September 4, 2014 at 2:57 PM
Edwin Escobar. After being ranked a Top 100 prospect this offseason, he has dealt with a down year statistically at Triple-A and a trade that sent him across the country. But in the most important minor league game he has pitched this year, the left-hander came through with flying colors. Taking the hill for Game 1 of Pawtucket’s International League semifinal series, Escobar tossed a shutout through eight innings Wednesday evening.
“Escobar was phenomenal,” PawSox manager Kevin Boles said after the outing. “He was terrific. It looked like he dialed it up when he got ahead in the count, but I thought he utilized a mix. I thought the tempo with him and [catcher Blake] Swihart was terrific tonight. It looked like he had life to his fastball, had a late jump to it, feel for a changeup, and we saw a sharper breaking ball tonight.”
With a 4.94 combined ERA for Pawtucket and Fresno of the Pacific Coast League entering the game, the performance certainly represented a positive step in the development of the 22-year-old recently acquired by the Red Sox in the trade that sent Jake Peavy to San Francisco.
“Everything was working today, even my curveball. And my changeup was good,” Escobar said. “They all worked for me today.”
Though the night was a resounding success overall for the young lefty, the performance was blemished slightly by the fact that he couldn’t shut the door in the ninth. He recorded the first out of the inning on one pitch, then struck out the second batter on 95-mph heat (via the McCoy Stadium radar gun). But with two outs and Pawtucket clinging to a one-run lead, Syracuse’s number-three hitter, Brandon Laird, promptly deposited an Escobar pitch over the fence in left-center, tying the game at one apiece.
Escobar entered the ninth with just 87 pitches, but with the score so close, some questioned whether it would have been wise to bring in a reliever to close it out. The manager didn’t see it that way.
“[Escobar] was going back out. He had earned that right,” Boles said. “The way he had gone through the lineup, and the pitch count was right. He just made one mistake, and it happened to be to Laird. He did his job though. We had to let him try to finish that game because of what he was doing and how off balance the hitters were.

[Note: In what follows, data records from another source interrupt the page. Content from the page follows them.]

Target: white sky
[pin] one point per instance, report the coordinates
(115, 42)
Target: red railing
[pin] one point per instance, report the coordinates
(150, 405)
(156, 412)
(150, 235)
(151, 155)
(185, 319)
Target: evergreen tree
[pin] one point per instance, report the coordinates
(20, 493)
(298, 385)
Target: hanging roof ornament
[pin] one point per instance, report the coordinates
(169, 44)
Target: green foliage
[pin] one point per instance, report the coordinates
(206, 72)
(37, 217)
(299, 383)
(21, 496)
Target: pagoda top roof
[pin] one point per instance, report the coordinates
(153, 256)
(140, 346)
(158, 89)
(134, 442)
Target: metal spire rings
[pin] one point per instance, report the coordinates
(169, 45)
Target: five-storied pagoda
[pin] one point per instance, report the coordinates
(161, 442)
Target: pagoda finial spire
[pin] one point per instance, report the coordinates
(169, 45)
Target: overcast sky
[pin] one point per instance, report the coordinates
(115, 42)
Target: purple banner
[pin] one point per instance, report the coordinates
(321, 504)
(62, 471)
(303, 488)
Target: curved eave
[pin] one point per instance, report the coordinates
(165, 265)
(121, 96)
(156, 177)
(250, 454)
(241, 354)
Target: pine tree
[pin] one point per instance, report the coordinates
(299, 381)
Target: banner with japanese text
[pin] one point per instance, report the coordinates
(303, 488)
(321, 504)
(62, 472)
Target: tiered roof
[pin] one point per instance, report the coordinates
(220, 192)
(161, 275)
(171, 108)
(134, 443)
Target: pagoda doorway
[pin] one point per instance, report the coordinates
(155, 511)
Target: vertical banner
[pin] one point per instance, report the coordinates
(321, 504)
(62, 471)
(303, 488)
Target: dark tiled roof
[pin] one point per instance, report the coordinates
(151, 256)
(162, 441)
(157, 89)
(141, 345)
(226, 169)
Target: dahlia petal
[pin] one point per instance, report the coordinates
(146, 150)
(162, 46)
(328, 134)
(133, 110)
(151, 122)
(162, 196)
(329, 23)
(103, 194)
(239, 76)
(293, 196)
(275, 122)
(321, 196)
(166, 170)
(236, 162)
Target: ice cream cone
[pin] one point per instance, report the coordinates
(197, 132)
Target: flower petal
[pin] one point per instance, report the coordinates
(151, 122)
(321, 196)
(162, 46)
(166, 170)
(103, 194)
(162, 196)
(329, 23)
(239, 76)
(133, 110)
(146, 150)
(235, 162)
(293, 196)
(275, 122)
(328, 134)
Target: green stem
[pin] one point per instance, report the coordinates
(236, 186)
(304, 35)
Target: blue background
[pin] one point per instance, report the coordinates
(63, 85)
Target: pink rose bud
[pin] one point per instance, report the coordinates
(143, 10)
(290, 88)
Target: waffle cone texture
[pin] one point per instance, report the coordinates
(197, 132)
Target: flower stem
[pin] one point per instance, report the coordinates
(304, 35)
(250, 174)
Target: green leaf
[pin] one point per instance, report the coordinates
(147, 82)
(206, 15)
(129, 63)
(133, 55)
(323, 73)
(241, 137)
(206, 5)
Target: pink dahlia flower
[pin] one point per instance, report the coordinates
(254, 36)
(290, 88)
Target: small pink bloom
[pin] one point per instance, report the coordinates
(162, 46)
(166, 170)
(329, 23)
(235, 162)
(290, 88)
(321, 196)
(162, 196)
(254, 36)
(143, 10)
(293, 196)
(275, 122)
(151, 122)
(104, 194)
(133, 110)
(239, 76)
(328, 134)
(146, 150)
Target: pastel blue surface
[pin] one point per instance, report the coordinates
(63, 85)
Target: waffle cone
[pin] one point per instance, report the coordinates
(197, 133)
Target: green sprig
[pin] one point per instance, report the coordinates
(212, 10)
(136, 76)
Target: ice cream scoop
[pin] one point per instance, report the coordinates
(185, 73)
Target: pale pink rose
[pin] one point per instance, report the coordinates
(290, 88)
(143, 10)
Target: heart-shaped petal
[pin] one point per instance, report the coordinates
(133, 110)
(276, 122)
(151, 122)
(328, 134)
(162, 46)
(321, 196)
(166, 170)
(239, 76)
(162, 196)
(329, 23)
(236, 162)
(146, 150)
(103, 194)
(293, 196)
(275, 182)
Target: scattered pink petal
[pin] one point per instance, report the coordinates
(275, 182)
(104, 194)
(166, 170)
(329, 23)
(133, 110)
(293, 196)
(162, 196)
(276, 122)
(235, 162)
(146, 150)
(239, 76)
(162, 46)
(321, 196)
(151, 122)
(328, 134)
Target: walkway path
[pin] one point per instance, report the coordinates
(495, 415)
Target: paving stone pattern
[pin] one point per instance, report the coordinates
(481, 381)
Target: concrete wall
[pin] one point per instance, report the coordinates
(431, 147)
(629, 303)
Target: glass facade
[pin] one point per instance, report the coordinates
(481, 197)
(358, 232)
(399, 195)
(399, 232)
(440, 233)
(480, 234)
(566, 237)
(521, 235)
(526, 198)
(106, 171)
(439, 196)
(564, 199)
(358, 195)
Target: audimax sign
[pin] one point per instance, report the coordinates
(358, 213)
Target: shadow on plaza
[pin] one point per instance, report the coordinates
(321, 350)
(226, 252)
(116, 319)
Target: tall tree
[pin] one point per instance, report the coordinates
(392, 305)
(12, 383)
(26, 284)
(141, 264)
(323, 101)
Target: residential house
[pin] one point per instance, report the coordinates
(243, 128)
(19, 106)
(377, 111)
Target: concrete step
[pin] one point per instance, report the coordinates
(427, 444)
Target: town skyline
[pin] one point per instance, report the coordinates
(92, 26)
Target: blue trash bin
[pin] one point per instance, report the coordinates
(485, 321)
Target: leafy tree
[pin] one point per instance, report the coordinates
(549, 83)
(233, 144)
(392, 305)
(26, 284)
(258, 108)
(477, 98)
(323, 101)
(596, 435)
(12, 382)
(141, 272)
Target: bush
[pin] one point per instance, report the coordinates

I thought he did a terrific job.”
Escobar chalked up the mistake to pitch selection and an adjustment by Laird. “He was a little bit late with my fastball today, so I went with the game plan and he beat me right there.”
Pawtucket went on to win the game in the tenth on a walk-off single by Garin Cecchini, so the home run did not prove costly for the PawSox, who took a 1-0 lead in the best-of-five series. Boles was quick to say that the late longball does not diminish Escobar’s overall performance.
“Laird's a quality hitter, he's one of the best hitters in this league,” he said. “[Escobar] left a pitch out over the plate, and Laird was able to impact the ball. But I thought Escobar was terrific tonight.”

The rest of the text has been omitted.